Peanut butter layer cake with chocolate pretzel pastry shell


  • 1 package dr Gerard Chocolate Pretzel cookies
  • 30 g bitter chocolate
  • 50 g butter
  • 40 g chocolate

Peanut butter filling:

  • 200 g peanut butter
  • large pinch of salt
  • 250 g mascarpone
  • 250 g mascarpone
  • 250 ml heavy cream
  • 2 teaspoons powder sugar

Krem czekoladowy:

  • 100 g milk chocolate
  • 100 g bitter chocolate
  • 250 ml heavy cream


Melt the butter and chocolate in a water bath. Finely crumble the pretzel cookies. Combine the crumbled cookies with butter and chocolate, then pour into a buttered springform cake tin. Close tight and refrigerate.

Peanut butter filling:

Beat the cream into a firm mousse, gently beat the mascarpone until it’s fluffy.

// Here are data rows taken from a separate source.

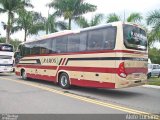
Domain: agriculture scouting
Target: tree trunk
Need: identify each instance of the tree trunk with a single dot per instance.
(8, 28)
(69, 24)
(25, 35)
(7, 34)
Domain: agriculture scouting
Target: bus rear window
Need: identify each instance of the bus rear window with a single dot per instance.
(134, 37)
(8, 48)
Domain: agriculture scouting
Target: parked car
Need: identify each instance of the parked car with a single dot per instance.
(153, 70)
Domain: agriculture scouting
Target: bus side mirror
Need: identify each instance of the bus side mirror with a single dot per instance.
(16, 54)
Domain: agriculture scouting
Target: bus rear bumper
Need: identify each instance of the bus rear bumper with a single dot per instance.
(6, 69)
(131, 83)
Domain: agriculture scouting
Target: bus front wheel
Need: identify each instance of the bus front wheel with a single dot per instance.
(64, 81)
(24, 75)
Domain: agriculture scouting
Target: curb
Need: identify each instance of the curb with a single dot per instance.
(151, 86)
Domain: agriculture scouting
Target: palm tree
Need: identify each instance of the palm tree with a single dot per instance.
(133, 17)
(70, 9)
(51, 25)
(153, 19)
(10, 7)
(113, 18)
(30, 22)
(95, 20)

Add the mascarpone to the whipped cream while mixing the whole time, then add salt, sugar and peanut butter (in that order).

Chocolate icing:

Melt the chocolate and heavy cream in a water bath, then chill and beat like regular sweet whipped cream.

Place the peanut butter filling on the chocolate pretzel pastry shell, then cover with the chocolate icing. Decorate with chocolate pretzels.